In this episode of MedNews Week's Oncology Unplugged, host Chandler Park, MD, a medical oncologist at Norton Cancer Institute in Louisville, Kentucky, was rejoined by Midhun Malla, MD, of the University of Alabama at Birmingham, to discuss therapeutic options for patients with metastatic colorectal cancer (mCRC), particularly in the third-line setting and beyond.

In the final part of this 3-part episode miniseries, Drs Park and Malla explored the challenges faced by community oncologists, especially in rural or underserved areas, in accessing clinical trials, which remain a preferred disease management approach due to their role in advancing novel therapies. However, in the absence of trial availability or when patients are ineligible, they emphasized the importance of evidence-based, FDA-approved agents for later lines of therapy.

Three primary agents were discussed for patients who have progressed on first-line FOLFOX (folinic acid, fluorouracil, and oxaliplatin) and second-line FOLFIRI (folinic acid, fluorouracil, and irinotecan) regimens: trifluridine/tipiracil (TAS-102; Lonsurf) plus bevacizumab (Avastin); fruquintinib (Fruzaqla); and regorafenib (Stivarga). These agents offer viable treatment pathways in biomarker-unselected patient populations. However, direct comparisons between these agents are lacking, as most were tested against placebo controls. The choice among them is often individualized based on patient performance status, prior exposure to biologics, and toxicity profiles.

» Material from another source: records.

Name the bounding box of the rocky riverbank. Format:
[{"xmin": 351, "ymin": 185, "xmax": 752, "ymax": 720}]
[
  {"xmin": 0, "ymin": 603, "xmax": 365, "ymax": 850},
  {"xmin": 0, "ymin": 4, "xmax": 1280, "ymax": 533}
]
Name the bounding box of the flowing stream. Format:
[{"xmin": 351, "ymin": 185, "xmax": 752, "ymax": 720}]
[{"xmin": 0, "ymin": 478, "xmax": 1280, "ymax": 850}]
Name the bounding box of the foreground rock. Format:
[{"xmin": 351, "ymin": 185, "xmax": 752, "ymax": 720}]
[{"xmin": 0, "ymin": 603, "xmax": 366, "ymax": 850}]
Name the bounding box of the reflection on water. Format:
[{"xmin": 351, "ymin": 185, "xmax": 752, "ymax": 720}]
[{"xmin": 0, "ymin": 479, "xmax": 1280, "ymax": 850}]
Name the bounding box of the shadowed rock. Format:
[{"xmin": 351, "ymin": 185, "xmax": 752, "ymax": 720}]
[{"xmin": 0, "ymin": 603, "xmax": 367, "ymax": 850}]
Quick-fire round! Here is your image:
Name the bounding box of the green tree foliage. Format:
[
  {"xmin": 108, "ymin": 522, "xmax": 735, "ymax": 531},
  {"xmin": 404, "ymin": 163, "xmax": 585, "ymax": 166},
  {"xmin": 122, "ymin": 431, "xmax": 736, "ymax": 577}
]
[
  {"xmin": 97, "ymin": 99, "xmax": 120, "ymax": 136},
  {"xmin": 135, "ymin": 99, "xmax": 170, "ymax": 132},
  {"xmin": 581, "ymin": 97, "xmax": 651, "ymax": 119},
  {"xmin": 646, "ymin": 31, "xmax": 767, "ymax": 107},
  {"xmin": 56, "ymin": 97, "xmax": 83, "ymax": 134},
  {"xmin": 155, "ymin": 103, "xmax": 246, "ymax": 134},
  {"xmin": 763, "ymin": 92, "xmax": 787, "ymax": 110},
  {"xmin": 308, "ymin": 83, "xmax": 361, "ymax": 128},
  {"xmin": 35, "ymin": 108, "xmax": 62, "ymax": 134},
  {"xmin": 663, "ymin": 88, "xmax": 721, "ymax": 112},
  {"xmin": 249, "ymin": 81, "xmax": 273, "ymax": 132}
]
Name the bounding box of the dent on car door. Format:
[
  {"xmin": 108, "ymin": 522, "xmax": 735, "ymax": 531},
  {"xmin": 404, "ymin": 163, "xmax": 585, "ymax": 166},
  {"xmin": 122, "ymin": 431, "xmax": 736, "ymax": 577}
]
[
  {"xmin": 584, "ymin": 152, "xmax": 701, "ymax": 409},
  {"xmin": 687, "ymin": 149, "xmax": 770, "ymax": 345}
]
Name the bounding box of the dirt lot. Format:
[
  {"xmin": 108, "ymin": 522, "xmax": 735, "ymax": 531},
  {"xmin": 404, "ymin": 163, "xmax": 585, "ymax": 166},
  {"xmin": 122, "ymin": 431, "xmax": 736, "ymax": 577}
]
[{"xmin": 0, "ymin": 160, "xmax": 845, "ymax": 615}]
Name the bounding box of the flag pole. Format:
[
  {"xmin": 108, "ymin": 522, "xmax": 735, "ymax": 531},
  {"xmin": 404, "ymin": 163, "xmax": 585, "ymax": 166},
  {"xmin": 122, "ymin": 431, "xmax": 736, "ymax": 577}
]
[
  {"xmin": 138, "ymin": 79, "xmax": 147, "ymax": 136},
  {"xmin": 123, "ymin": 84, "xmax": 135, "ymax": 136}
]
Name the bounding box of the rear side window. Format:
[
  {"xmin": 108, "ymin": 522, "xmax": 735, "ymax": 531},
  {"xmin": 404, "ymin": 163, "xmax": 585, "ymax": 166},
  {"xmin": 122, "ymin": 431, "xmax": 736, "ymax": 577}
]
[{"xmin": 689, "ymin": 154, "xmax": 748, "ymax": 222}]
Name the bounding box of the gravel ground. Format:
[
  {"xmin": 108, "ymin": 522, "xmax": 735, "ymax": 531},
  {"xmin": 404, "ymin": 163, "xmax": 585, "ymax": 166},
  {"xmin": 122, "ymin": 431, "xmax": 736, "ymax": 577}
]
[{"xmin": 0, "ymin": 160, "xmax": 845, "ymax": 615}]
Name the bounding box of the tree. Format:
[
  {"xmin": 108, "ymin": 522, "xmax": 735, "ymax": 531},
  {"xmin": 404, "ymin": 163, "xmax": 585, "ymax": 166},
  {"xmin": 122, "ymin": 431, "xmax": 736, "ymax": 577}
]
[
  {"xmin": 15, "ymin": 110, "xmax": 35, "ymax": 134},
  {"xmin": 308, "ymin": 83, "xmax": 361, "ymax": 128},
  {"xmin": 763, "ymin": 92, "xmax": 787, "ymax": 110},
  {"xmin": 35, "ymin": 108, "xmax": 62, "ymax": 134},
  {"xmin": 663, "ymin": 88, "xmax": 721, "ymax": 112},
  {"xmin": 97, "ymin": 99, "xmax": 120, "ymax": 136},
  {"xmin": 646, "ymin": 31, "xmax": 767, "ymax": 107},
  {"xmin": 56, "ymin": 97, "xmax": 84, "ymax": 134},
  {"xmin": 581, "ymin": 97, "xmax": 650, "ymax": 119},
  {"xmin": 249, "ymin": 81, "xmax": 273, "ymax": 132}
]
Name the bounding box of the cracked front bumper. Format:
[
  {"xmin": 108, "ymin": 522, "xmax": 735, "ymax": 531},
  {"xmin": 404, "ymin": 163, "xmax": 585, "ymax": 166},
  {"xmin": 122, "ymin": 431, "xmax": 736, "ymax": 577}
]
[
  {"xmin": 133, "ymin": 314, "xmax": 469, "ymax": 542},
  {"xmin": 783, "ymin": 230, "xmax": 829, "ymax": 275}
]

TAS-102 plus bevacizumab has generated promising results, though real-world data may show diminished efficacy due to frequent prior exposure to 5-fluorouracil and bevacizumab in US patients. Fruquintinib offers a VEGF-targeted approach with a more favorable hematologic toxicity profile, whereas regorafenib is associated with notable adverse effects, including hypertension, gastrointestinal toxicity, and mucositis. Park and Malla emphasized the importance of treatment sequencing, toxicity management, and individualized patient-centered care, including consideration of dose modifications to preserve quality of life in later-line settings.

In addition to later-line options, the conversation also touched on emerging frontline therapies. Notable investigational agents include zanidatimab-hrii (Ziihera) and KRAS G12C–directed therapies. Additionally, a novel integrin-targeted cytotoxin is currently under evaluation at the University of Alabama at Birmingham in patients with treatment-naive mCRC. This agent induces apoptosis via caspase-8 activation and has demonstrated encouraging preclinical activity. Overall, the discussion highlighted a nuanced, biomarker-informed, and patient-tailored approach to mCRC management, emphasizing both the value of clinical trials and the importance of optimizing currently available therapies.